In bovenstaande grafiek van het KNMI heeft men van alle meetstations in ons land de relatie weergegeven van de intensiteit van de neerslag  en de dauwpunttemperatuur. Te zien is dat bij gelijke overschrijdingskans de neerslagintensiteit hoger is naarmate de dauwpunttemperatuur hoger is. Dus: er is een positief verband tussen absolute luchtvochtigheid en neerslagintensiteit. Dus als verdamping toeneemt (bijvoorbeeld als gevolg van gestegen temperatuur) dan worden de buien gemiddeld heviger.

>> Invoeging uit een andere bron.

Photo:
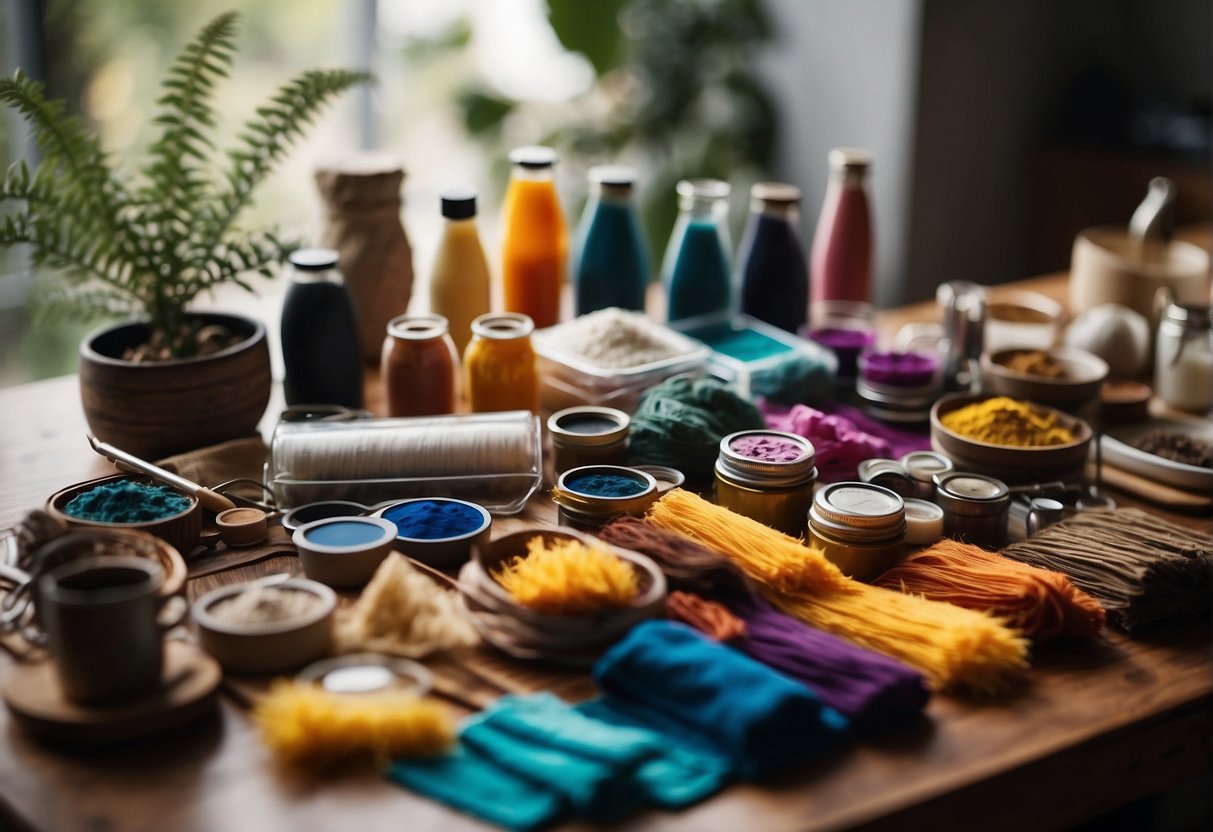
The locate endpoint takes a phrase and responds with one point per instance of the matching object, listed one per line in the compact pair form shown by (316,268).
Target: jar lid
(923,466)
(313,260)
(417,328)
(858,506)
(502,325)
(533,155)
(887,473)
(973,495)
(588,426)
(767,457)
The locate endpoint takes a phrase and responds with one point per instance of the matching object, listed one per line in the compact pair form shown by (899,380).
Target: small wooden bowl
(180,530)
(1085,374)
(1011,463)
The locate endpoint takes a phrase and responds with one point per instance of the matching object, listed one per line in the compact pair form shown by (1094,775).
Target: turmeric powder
(1004,421)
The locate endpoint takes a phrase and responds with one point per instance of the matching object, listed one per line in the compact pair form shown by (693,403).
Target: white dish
(1118,451)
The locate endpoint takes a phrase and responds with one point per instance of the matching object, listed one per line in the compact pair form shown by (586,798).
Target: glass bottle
(536,241)
(500,364)
(1183,358)
(842,244)
(774,275)
(610,266)
(695,271)
(459,284)
(319,335)
(419,366)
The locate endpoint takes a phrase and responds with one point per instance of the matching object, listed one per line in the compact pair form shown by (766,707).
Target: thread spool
(490,459)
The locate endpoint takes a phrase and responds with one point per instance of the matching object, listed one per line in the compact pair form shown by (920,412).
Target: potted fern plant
(147,243)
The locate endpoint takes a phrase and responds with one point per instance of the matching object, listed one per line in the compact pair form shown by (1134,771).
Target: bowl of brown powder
(266,627)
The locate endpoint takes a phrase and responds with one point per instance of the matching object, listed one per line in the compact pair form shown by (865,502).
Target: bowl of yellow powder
(1015,440)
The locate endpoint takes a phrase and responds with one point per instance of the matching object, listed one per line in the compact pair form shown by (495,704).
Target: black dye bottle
(774,275)
(319,334)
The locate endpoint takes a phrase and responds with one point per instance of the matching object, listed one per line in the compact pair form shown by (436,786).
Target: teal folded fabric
(762,721)
(473,785)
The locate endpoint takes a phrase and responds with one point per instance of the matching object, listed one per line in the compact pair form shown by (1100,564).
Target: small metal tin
(974,507)
(587,434)
(774,491)
(860,528)
(922,467)
(588,512)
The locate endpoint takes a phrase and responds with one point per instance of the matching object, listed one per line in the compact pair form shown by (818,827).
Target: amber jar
(500,364)
(767,476)
(419,366)
(587,434)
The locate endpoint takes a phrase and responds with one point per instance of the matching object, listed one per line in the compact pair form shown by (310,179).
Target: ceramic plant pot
(158,409)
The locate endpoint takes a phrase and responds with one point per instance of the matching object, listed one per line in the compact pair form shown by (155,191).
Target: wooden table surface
(1092,725)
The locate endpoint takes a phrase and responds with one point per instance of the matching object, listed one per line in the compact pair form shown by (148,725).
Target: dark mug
(104,626)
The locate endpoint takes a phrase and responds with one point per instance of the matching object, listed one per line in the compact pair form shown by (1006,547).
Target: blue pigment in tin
(605,485)
(345,533)
(433,519)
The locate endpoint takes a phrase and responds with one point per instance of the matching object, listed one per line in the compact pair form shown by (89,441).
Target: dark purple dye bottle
(774,275)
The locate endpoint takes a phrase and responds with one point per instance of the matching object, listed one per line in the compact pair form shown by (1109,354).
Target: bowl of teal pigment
(588,496)
(131,501)
(438,531)
(343,552)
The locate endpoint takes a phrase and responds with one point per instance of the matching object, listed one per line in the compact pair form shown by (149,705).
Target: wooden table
(1093,725)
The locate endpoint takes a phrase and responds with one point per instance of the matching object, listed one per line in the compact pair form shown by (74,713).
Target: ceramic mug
(104,622)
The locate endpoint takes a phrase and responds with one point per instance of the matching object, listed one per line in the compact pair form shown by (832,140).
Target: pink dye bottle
(841,263)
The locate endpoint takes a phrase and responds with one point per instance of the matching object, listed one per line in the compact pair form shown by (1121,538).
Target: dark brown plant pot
(158,409)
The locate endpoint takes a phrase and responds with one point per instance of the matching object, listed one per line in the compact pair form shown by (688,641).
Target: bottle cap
(776,193)
(313,260)
(459,203)
(850,158)
(533,155)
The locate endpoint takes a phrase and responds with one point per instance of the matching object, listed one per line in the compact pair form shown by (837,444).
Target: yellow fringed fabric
(568,577)
(1043,604)
(952,647)
(305,724)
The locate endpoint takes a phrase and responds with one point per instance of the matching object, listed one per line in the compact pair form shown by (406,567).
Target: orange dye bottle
(536,241)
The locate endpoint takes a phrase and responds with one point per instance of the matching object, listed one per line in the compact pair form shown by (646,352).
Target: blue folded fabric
(763,722)
(473,785)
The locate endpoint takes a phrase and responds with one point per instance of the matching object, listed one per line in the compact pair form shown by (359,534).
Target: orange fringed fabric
(1043,604)
(952,647)
(708,617)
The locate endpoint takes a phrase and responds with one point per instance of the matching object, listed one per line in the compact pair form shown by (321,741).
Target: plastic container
(758,359)
(488,459)
(567,380)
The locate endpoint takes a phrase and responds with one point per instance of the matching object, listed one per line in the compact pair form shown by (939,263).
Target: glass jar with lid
(859,526)
(500,364)
(1183,358)
(767,476)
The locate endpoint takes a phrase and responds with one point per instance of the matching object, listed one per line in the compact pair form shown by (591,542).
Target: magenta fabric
(842,437)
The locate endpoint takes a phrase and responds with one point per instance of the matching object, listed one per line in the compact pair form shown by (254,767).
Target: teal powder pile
(681,422)
(126,501)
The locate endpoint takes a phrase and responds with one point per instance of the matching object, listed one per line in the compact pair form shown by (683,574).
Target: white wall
(846,74)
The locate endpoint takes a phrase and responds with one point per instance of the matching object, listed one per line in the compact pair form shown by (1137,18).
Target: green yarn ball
(681,422)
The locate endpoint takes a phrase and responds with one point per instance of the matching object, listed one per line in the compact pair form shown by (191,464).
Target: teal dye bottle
(774,275)
(695,271)
(610,265)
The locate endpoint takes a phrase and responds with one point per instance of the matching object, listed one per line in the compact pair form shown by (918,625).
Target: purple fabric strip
(875,691)
(842,437)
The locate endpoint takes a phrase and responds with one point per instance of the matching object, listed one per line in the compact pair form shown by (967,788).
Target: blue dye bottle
(696,272)
(320,347)
(610,266)
(774,274)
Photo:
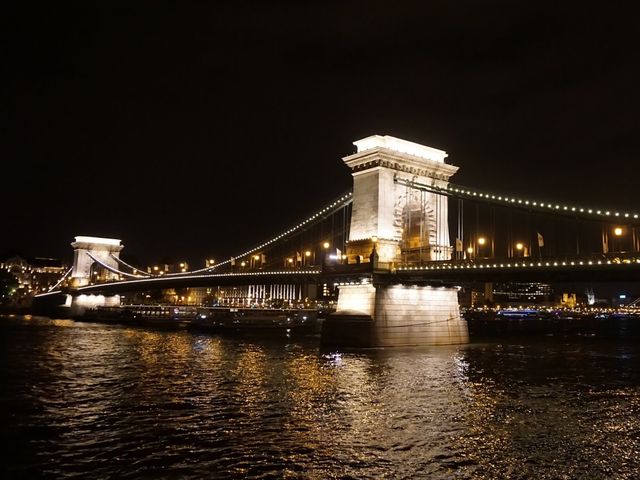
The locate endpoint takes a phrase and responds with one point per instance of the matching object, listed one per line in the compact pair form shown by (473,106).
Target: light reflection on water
(106,401)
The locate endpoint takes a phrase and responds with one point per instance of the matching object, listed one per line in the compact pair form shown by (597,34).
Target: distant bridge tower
(102,249)
(401,223)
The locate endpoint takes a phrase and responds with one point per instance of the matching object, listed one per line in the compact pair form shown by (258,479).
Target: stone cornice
(93,247)
(383,157)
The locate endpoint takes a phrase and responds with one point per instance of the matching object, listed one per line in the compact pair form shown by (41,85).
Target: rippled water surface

De verklaring voor dit verschijnsel is volgens het KNMI als volgt:

convectieve bui

“ Een sterk versimpeld beeld van een convectieve buienwolk is weergegeven in bovenstaande figuur. Lucht nabij het aardoppervlak wordt naar de wolkenbasis getransporteerd door de luchtstromingen behorend bij de buienwolk. Er vindt condensatie plaats, en wolkendruppels ontstaan. De wolkendruppels vormen uiteindelijk neerslag. Alhoewel er in zo’n wolk sterke opgaande en neergaande luchtstromingen zijn, is uiteindelijk de netto beweging in de wolk opwaarts. Omdat de temperatuur in de top van een dergelijke wolk zeer laag is en de lucht bij die temperatuur vrijwel geen waterdamp meer kan bevatten, zal uiteindelijk (vrijwel) alle waterdamp uit de grenslaag condenseren tot wolkendruppels, en zal een substantieel gedeelte als neerslag vallen. De mate van neerslagvorming is daarom evenredig met de netto sterkte van de opgaande beweging maal de vochtigheid van de lucht in de grenslaag. Nu is de hypothese dat niet alleen de vochtigheid verandert met de toenemende temperatuur, maar dat ook de sterkte van de opgaande beweging toeneemt. De reden hiervoor is dat wanneer waterdamp condenseert er (latente) warmte vrijkomt, en dit zorgt voor extra stijgende bewegingen in de wolk. Hoe meer waterdamp er condenseert hoe mee warmte er vrij komt, en hoe sterker de opgaande bewegingen kunnen zijn. Deze wolkenterugkoppeling kan er voor zorgen dat de neerslag intensiteit harder omhoog gaat dan de relatie aangeeft.

bui

Bron:  KNMI

In de wetenschappelijke literatuur zijn echter ook alternatieve verklaringen voor de relatie voorgesteld (Haerter en Berg, 2009). Een belangrijk argument is dat er andere atmosferische variabelen samen met de (dauwpunts-)temperatuur kunnen variëren; atmosferische vocht hoeft niet de enige verandering te zijn. Zo zijn het bij de lage temperaturen in de winter voornamelijk grootschalige lagedrukgebieden en fronten die aanleiding geven tot neerslagextremen. Hoge temperaturen treden in de zomer op, met vooral neerslag in convectieve buiencomplexen. Omdat convectieve buien aanleiding geven tot intensere neerslag dan frontale neerslag kan dit een versterkte temperatuursafhankelijkheid geven. “

Dat laatste  is dan ook de reden dat hevige buien vooral in de zomer plaats vinden. Tot slot: zullen er in de toekomst (meer) hevige(r) buien ontstaan dan momenteel? Als de temperatuur toeneemt is dat te verwachten. Trouwe lezers van dit blog weten intussen al dat ik daar (die temperatuurtoename) minder van overtuigd ben dan een deel van de klimaatwetenschappers die trouw gezworen hebben aan klimaatmodellen. Maar wie ben ik? Ik blijf kijken en meetgegevens bestuderen. Meten is weten.